Signatures of purifying selection in the mitogenomes of Camelus

Mitogenome protein evolution under a model of natural selection

The pattern of intraspecific polymorphism in dromedary and interspecific divergence to domestic/wild Bactrian camel indicated the presence of purifying selection in the ND6 gene. This result showed that selection prevents the accumulation of slightly deleterious mutations in ND6, which is suggested to be one of the active subunits of the enzyme involved in OXPHOS pathways67. No evidence of selection was found in other protein-coding genes in dromedaries, probably a result of insensitivity of the extended MK test for the restricted number of polymorphisms and divergence in species with recent population expansion34. In domestic Bactrian camels, we did not detect signals of purifying selection in any particular gene; however, we observed a significant level of purifying selection over the concatenated protein-coding regions.

Evolution of mitochondrial protein-coding genes focusing on the lineage-specific evolutionary changes

The low dN/dS ratio estimated for the Camelus lineage (dN/dS = 0.033) indicated the effect of purifying selection on the mitochondrial protein-coding genes in this lineage.
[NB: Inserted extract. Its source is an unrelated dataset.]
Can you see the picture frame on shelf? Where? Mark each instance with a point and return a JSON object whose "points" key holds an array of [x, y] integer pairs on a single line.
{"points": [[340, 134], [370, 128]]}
Purifying selection has been shown to be the main driver in shaping mitogenome diversity17, 22,23,24,25. However, it has been observed that domesticated species have a higher dN/dS ratio than their wild counterparts; a result possibly attributed to relaxed purifying selection during domestication (e.g., yak68, goat69). We observed this pattern in South American camelids, but contrary to this hypothesis, in wild two-humped camels we estimated slightly higher dN/dS ratio (dN/dS = 0.063) in comparison to the two domestic species (dromedaries dN/dS = 0.049; Bactrian camels dN/dS = 0.041). Wild camels are a sister species to the domestic Bactrian camels and have never been domesticated. Their original population size has been reduced over 80% during the last century and probably numbers less than 2,000 individuals7, 8. The current extremely small population size might be a reason for the relaxed pressure of purifying selection acting on the mitochondrial protein-coding genes, which could be explained by the stronger effect of genetic drift than natural selection in populations with smaller size70,71,72,73. Furthermore, compared with other domesticated ungulates, domesticated camels (dromedaries and Bactrian camels) have maintained unusually high levels of genetic variation and lack the extensive secondary bottlenecks experienced during breed formation15. The combination of the small population size in wild camels and the chance of more effective purifying selection in the domesticated species could be responsible for this result. Nonetheless, we conclude that purifying selection acts to maintain the stability and efficiency of the OXPHOS system, which are the requirements for aerobic cell respiration and energy production.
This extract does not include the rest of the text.